A proposed class-action lawsuit against the Red Barn Market at Mattick’s Farm and a former assistant manager who allegedly video-recorded employees using the washroom is moving forward.
B.C. Supreme Court Justice Brian MacKenzie lifted a stay of proceedings this week on the claim by two former Red Barn Market employees. It had been imposed when the former assistant manager, Matthew Schwabe, filed for bankruptcy on April 24, 2018.
Schwabe had a monthly deficit of $50 and his total debts amounted to $4,484.
“The very minor financial difficulty in which Mr. Schwabe found himself when he decided to file for bankruptcy three months after the plaintiffs filed their claim leads me to conclude that he is not an ‘honest unfortunate’ who should be ‘rewarded by a release of liability,’ if he is found to be responsible for capturing and disseminating the explicit images,” MacKenzie wrote in his judgment.
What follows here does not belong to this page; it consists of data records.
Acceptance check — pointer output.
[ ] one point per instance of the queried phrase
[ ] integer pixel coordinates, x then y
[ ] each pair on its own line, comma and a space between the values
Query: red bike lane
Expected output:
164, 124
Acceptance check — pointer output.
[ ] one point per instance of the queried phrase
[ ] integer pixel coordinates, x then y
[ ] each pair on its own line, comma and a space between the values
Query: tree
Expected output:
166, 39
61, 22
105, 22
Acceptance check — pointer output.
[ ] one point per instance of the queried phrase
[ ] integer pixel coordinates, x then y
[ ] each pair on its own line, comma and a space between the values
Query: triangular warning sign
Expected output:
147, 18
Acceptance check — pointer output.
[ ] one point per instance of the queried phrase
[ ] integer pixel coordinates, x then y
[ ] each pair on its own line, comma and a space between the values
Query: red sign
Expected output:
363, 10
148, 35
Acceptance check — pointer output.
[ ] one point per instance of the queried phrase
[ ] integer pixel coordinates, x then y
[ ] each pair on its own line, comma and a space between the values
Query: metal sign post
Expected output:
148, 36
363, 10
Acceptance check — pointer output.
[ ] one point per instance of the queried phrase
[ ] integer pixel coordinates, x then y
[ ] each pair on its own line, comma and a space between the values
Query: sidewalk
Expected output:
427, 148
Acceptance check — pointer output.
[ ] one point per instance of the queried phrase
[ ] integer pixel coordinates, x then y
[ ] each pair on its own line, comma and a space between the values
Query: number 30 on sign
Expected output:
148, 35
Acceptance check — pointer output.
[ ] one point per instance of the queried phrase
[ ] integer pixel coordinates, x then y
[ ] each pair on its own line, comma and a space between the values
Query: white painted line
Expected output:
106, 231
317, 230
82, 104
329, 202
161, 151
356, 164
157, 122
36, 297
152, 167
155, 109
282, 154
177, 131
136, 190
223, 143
The former employees also asked for a court order for disclosure of documents, recordings and images from Saanich police, which was granted.
“The plaintiffs are very pleased with the court’s decision today, as it allows the case to move ahead. From the police records we hope to obtain a better understanding of how many other people were recorded,” Victoria lawyer Sean Hern said. “And with the bankruptcy stay lifted, we are looking forward to bringing our application to certify the case as a class proceeding.”
The claim by Jennifer Burke and Mallory Colter alleges that on multiple occasions and over lengthy periods, Schwabe installed a video-recording device in the washroom near the grocery store’s produce section and recorded women when they used the toilet and in various stages of undress.
The surreptitious recordings, taken between 2009 and 2014, were posted online on a revenge-porn website and paired with screenshots from the women’s Facebook pages so viewers could identify them.
The claim alleges that this is a grievous and ongoing breach of their privacy for which Schwabe is responsible.
The women became aware of the images when Saanich police contacted them in February 2016. Burke was shown facial images of six other women. She recognized five as Red Barn Market employees and one as Schwabe’s former roommate.
In June 2016, Saanich police told Colter that Schwabe had been arrested for voyeurism and publication of intimate images without consent. He was released and no charges have been laid.
In January 2018, Saanich police said nine victims had been identified.
“The matter is still under investigation and our detective office is still actively working on it,” said Sgt. Jereme Leslie.
Affidavit evidence filed by the women suggest Schwabe made sexist remarks and inappropriate comments about women’s bodies in the workplace. Another former employee said he exposed himself to her during an early-morning shift.
The women say they have suffered psychological harm, including significant anxiety.
Schwabe has said the plaintiffs’ efforts to link him to the breach of privacy events “are speculative at best.” He conceded he had been arrested but has not been charged, said MacKenzie.